Post-Collision Trajectory Restoration for a Single-track Ackermann Vehicle using Heuristic Steering and Tractive Force Functions

TL;DR

This paper introduces a heuristic control method for restoring the trajectory of a single-track vehicle after a collision, explicitly considering variable speed and nonlinear dynamics for improved safety recovery.

Contribution

It presents a novel control law that jointly manages steering and tractive force, accounting for time-varying velocity and nonlinear coupling in post-collision scenarios.

Findings

Demonstrates effective trajectory restoration in simulation

Handles variable speed and nonlinear dynamics

Consistent recovery across different initial conditions

Abstract

Post-collision trajectory restoration is a safety-critical capability for autonomous vehicles, as impact-induced lateral motion and yaw transients can rapidly drive the vehicle away from the intended path.

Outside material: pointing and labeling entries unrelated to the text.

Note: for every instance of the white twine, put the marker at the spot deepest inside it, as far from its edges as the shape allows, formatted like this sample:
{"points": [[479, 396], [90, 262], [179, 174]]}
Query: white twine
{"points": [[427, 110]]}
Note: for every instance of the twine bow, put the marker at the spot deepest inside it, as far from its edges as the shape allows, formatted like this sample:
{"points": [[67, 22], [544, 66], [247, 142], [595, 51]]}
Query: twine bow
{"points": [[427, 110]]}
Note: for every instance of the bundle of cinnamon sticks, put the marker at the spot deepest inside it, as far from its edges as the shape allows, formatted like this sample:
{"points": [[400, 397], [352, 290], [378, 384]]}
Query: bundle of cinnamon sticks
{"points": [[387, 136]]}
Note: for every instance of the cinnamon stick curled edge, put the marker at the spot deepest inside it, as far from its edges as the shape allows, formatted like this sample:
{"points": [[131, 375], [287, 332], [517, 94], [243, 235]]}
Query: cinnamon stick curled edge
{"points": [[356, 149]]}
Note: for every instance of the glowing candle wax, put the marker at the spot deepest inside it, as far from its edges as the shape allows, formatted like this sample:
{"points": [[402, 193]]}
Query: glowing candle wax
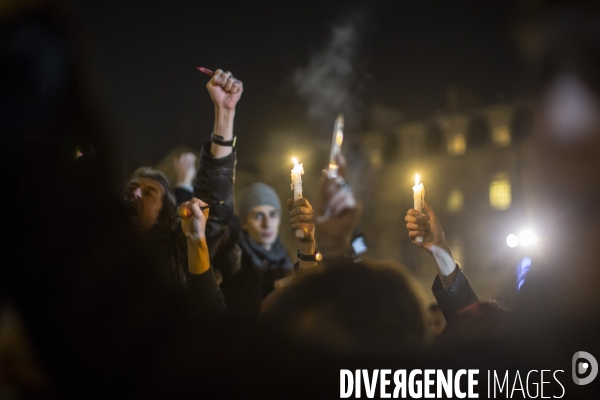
{"points": [[419, 196], [296, 186]]}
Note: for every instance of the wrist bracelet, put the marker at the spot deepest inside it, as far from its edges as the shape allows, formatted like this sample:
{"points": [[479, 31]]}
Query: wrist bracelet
{"points": [[220, 140], [312, 257]]}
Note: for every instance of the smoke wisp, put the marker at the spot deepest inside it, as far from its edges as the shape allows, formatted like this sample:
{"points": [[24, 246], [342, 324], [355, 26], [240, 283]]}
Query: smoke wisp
{"points": [[330, 81]]}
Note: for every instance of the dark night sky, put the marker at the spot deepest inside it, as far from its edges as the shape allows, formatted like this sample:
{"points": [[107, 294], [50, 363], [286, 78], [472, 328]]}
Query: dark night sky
{"points": [[144, 56]]}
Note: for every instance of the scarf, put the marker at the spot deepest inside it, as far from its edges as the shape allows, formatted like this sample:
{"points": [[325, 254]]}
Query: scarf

This paper proposes a structured heuristic recovery control law that jointly commands steering and tractive force for a generalized single-track Ackermann vehicle model. The formulation explicitly accounts for time-varying longitudinal velocity in the lateral-yaw dynamics and retains nonlinear steering-coupled interaction terms that are commonly simplified in the literature. Unlike approaches that assume constant longitudinal speed, the proposed design targets the transient post-impact regime where speed variations and nonlinear coupling significantly influence recovery. The method is evaluated in simulation on the proposed generalized single-track model and a standard 3DOF single-track reference model in MATLAB, demonstrating consistent post-collision restoration behaviour across representative initial post-impact conditions.